The issue is what that effectiveness judgement was anchored to. If effectiveness is assessed in the abstract, without explicit reference to transliteration risk, data limitations, dependency on PEP processes, or reliance on manual judgement, then the assessment can be technically correct while still being strategically misleading. In other words, the control may be operating as designed, but against a simplified version of the risk.

Transliteration as an exposure driver, not a root cause

Much of the commentary around this case has focused on transliteration, and understandably so. Spelling variation was a direct contributor to the failure to identify the designated individual. However, there is a risk of drawing the wrong lesson from that observation.

The issue was not simply that transliteration was handled poorly. Transliteration risk is a well-understood exposure driver in sanctions risk, particularly in relation to Russia. A BWRA that had explicitly recognised that exposure would have used it to justify stronger, layered controls, rather than treating it as an edge case to be addressed tactically.

In practice, higher sanctions exposure should have translated into a deliberate combination of controls: enhanced sanctions lists or internal alias libraries, explicit linkages between PEP identification and sanctions escalation, clear rules governing when automated screening failures must be overridden, and defined tolerances for the use of manual judgement at critical decision points. None of these measures are novel or controversial. What matters is that they are designed and governed as a coherent system, proportionate to the level of risk that has been articulated.
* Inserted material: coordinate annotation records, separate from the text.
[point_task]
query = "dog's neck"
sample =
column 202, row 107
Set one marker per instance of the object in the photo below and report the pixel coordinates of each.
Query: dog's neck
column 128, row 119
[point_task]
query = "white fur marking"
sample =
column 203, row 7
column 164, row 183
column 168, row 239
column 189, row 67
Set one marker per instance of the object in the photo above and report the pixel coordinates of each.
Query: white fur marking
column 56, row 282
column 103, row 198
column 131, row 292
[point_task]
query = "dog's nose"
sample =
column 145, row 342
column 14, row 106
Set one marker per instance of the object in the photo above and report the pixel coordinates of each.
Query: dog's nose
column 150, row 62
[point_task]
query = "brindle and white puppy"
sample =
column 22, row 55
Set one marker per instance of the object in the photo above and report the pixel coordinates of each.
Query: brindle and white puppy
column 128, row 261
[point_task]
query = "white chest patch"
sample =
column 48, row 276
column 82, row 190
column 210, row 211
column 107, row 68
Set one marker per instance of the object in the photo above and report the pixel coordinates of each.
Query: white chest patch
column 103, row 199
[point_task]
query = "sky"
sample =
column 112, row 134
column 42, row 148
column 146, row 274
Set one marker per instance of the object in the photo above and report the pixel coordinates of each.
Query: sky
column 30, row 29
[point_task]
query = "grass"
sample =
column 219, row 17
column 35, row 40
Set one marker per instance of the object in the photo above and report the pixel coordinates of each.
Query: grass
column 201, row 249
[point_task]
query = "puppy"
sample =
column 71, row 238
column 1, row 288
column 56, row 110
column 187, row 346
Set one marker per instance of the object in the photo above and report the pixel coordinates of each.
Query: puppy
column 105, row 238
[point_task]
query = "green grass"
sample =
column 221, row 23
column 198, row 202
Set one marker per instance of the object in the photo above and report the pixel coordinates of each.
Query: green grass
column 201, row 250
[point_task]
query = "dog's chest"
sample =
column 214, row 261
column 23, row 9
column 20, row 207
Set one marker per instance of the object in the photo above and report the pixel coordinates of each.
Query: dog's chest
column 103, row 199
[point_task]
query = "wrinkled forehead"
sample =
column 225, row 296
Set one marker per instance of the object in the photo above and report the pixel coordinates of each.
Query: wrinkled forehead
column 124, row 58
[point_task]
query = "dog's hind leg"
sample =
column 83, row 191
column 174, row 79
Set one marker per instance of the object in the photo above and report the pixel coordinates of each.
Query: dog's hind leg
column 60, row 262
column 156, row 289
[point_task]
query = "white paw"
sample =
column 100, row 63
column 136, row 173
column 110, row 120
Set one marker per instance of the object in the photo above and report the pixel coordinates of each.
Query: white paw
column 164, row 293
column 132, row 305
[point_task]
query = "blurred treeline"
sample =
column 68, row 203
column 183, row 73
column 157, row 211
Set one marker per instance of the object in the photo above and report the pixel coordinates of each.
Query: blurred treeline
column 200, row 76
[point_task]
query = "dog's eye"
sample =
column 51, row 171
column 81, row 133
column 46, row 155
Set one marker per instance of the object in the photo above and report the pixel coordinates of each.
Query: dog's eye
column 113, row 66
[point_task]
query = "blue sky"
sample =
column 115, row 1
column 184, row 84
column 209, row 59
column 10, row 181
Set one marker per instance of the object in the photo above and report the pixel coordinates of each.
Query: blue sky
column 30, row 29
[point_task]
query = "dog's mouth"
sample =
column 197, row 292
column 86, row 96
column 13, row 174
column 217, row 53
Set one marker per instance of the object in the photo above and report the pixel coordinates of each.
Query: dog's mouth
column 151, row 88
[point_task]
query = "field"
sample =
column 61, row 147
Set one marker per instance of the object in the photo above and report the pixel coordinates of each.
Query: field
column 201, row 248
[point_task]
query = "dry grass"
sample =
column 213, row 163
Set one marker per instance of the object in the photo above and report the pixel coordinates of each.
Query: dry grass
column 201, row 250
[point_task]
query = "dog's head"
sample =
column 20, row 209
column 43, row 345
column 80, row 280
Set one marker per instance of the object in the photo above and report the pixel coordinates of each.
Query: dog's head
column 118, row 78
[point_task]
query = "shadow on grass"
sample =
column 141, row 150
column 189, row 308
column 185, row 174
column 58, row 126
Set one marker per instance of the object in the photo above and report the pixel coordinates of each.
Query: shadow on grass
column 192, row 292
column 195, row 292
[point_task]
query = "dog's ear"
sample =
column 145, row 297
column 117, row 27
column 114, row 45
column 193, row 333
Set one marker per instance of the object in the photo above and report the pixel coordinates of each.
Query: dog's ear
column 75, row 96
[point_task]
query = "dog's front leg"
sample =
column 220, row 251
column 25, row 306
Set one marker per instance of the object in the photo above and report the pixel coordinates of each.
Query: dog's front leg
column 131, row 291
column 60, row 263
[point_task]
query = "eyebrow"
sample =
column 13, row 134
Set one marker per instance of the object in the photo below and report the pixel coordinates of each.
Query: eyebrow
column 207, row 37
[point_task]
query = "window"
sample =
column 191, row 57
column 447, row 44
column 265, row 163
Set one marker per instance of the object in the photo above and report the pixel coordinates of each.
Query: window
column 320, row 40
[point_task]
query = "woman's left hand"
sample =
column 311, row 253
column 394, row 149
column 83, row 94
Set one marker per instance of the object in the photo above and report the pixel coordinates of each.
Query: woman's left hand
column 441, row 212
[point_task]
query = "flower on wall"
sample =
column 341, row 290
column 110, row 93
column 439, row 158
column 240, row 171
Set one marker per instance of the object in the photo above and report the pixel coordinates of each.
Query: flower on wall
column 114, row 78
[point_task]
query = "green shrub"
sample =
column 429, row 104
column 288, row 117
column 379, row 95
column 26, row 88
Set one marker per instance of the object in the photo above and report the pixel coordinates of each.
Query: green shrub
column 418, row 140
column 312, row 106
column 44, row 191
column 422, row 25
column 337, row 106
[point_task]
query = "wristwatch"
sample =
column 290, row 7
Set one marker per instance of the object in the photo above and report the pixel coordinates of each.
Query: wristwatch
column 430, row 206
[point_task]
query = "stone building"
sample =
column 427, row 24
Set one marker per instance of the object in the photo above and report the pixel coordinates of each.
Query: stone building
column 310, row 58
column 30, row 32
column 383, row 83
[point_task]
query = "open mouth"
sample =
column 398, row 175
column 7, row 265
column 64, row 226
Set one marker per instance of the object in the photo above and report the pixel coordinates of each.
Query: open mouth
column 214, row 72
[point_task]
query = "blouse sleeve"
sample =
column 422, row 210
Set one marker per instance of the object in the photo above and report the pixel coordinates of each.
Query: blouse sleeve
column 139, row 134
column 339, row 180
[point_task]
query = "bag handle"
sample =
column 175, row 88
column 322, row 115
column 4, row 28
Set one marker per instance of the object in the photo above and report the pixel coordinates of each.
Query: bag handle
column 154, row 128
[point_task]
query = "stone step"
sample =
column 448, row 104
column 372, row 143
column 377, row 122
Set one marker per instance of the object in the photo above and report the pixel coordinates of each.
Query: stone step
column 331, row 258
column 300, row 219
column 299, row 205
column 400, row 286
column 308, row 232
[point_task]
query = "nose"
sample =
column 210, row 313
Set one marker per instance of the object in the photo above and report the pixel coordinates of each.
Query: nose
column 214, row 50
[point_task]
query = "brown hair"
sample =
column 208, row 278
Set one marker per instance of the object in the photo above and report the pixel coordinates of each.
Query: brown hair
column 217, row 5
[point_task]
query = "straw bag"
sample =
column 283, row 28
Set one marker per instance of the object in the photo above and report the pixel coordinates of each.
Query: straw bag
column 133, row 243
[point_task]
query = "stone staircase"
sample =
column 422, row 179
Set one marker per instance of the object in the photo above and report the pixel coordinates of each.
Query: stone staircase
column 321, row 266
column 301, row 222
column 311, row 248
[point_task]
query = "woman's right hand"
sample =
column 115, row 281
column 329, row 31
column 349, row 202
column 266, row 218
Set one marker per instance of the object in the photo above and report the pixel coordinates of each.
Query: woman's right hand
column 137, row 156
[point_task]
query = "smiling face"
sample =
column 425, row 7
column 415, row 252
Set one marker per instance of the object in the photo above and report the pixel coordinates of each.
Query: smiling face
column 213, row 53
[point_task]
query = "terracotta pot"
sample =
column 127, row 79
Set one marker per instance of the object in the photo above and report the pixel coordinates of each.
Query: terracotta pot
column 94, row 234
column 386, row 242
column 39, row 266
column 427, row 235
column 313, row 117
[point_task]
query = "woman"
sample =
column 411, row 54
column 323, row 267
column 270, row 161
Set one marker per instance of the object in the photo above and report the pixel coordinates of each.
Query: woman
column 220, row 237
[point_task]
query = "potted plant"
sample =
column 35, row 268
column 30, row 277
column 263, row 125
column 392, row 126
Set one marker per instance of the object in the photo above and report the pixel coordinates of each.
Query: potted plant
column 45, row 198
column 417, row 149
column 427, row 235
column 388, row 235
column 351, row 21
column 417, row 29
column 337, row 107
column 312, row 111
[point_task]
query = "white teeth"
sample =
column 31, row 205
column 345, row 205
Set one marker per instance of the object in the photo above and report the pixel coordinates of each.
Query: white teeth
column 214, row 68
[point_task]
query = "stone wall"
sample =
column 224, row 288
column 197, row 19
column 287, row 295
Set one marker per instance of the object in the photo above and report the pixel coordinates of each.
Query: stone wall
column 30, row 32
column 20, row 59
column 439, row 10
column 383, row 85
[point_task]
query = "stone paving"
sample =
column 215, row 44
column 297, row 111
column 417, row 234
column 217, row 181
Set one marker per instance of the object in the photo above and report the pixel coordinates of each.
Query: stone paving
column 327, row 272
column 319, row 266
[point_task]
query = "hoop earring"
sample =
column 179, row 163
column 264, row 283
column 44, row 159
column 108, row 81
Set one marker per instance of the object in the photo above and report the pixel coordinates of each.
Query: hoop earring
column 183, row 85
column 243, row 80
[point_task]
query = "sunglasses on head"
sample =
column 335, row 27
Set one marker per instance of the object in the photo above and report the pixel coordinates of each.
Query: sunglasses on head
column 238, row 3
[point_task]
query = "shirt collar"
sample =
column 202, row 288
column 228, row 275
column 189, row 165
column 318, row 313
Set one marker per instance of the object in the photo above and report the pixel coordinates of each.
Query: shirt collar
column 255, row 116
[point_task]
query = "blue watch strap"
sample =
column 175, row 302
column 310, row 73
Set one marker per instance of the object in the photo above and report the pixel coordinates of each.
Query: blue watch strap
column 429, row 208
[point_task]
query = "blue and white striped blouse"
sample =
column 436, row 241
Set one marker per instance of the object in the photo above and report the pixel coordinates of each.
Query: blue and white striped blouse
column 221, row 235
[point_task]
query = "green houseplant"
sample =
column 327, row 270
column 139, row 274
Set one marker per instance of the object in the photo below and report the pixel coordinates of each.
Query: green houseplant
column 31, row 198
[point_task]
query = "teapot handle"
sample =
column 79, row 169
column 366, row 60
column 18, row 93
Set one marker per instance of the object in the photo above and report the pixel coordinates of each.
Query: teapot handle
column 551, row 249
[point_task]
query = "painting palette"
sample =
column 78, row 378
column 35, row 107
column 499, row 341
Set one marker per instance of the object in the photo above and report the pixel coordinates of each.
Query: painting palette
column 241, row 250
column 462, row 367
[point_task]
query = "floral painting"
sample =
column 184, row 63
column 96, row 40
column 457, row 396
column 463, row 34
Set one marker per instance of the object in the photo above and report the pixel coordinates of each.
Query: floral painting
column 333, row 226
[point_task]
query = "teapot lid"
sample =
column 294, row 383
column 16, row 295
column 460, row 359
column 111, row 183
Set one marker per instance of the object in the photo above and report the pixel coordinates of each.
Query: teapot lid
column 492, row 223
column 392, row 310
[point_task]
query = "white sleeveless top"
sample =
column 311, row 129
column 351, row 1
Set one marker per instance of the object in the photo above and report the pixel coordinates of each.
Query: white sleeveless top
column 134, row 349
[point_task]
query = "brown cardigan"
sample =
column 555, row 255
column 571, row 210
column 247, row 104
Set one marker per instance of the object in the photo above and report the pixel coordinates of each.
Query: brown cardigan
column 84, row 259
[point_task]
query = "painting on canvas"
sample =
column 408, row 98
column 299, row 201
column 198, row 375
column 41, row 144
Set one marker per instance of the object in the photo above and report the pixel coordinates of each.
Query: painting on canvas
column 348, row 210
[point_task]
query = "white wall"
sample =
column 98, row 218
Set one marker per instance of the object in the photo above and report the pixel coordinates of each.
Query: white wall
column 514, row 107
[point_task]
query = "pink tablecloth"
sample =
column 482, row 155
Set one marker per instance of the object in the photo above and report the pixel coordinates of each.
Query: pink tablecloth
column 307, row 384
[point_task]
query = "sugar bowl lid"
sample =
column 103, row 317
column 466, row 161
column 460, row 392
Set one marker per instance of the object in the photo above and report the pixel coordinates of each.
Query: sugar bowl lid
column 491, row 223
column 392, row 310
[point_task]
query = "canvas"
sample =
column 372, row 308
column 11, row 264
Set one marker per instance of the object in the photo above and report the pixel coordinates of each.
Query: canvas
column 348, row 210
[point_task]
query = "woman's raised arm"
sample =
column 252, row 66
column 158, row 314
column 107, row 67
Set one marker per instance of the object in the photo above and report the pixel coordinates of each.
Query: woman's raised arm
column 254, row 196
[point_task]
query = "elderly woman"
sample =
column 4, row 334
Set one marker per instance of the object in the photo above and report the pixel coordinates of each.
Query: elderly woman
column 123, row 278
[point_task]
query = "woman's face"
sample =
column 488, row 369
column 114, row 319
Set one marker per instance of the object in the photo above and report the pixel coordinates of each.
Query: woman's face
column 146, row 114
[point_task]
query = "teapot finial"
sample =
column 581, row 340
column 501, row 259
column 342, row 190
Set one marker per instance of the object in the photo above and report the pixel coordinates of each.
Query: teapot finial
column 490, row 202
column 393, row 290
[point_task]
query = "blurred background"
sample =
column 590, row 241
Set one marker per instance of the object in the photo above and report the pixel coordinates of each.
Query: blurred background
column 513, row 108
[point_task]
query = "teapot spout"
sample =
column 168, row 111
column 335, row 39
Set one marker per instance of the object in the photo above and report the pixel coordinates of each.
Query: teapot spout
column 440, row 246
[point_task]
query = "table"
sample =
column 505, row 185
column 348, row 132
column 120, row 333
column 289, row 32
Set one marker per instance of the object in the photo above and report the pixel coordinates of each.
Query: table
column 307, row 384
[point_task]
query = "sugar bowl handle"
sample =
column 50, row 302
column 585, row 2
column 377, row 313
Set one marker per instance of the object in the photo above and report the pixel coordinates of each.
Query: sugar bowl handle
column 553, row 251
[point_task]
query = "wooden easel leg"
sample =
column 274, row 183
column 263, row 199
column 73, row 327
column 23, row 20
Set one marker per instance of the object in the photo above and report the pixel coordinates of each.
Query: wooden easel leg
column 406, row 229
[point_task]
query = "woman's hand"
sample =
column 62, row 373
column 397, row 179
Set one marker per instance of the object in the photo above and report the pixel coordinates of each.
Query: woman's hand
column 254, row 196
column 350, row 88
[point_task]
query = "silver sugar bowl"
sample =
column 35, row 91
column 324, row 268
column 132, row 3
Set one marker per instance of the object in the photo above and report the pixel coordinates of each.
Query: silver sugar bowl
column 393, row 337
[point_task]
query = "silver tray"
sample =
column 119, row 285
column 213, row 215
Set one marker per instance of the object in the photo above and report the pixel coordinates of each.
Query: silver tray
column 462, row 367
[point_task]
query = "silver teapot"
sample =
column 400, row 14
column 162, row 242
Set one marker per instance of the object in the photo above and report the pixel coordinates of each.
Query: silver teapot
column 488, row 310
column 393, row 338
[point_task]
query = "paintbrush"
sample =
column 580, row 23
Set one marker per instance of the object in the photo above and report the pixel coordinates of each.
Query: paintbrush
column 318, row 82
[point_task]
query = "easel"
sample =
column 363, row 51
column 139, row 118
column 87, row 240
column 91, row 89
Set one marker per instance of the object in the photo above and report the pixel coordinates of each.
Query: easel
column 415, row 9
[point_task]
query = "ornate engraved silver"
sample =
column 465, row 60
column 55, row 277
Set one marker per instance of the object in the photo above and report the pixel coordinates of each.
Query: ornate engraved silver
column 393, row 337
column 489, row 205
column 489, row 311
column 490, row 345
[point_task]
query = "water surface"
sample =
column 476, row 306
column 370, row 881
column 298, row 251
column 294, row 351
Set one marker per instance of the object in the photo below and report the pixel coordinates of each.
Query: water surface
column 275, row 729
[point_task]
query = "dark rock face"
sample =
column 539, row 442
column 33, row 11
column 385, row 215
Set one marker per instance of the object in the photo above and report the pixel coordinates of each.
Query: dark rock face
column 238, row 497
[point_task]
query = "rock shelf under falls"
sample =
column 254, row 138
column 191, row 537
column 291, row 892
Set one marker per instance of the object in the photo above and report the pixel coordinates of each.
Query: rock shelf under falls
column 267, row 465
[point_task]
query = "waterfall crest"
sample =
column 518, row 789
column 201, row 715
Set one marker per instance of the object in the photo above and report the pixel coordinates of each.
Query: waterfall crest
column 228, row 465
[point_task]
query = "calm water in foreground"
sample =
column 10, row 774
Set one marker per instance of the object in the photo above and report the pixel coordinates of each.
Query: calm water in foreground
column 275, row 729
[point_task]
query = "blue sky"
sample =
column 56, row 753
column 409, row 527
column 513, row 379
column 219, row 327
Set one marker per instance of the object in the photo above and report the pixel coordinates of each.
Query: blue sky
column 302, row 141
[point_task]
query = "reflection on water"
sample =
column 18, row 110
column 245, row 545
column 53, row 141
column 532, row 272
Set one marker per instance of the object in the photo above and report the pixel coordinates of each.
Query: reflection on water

Escalation and judgement are BWRA design choices

The same point applies to escalation. One of the recurring themes in the notice is the absence of clear escalation expectations when potentially relevant information was identified. The PEP review process surfaced indicators that should have prompted further scrutiny, yet there was no explicit instruction to escalate potential sanctions connections where uncertainty remained. Reliance on discretionary judgement at that point materially increased residual risk.

This is not simply a procedural gap. If escalation is a control, then its conditions of use are part of its effectiveness. A meaningful sanctions BWRA should be explicit about where discretion is acceptable, where it is not, and what information triggers mandatory escalation. Leaving those questions unanswered is not a neutral design choice; it is a risk decision, whether or not it is labelled as such.

From descriptive artefact to decision-shaping tool

It would be easy to view this case as a sanctions-specific problem. But the broader pattern will be familiar across financial crime domains. When BWRAs become descriptive artefacts (documenting risks, controls, and policies without interrogating exposure and dependencies) they struggle to shape real decisions. They tend to explain incidents after the fact, rather than helping organisations anticipate where risk is most likely to crystallise.

By contrast, a sanctions BWRA that genuinely earns its keep articulates context-specific exposure, frames risks as events rather than control failures, makes control dependencies explicit, and sets clear expectations around escalation and judgement. In doing so, it allows senior management to understand not just what controls exist, but why certain controls, and certain combinations of controls, matter more in particular contexts.

A constructive closing

This was not a case of an institution that had done nothing. Controls existed, processes were in place, and training had been delivered. But it illustrates what happens when sanctions risk is treated as a static compliance obligation rather than a dynamic exposure shaped by geopolitics, data realities, and business context.

The opportunity, for all firms, is to use cases like this not merely to fine-tune individual controls, but to revisit how sanctions risk is articulated at the BWRA level. Because when the risk is properly understood, the right controls, and, crucially, the right combinations of controls, tend to follow.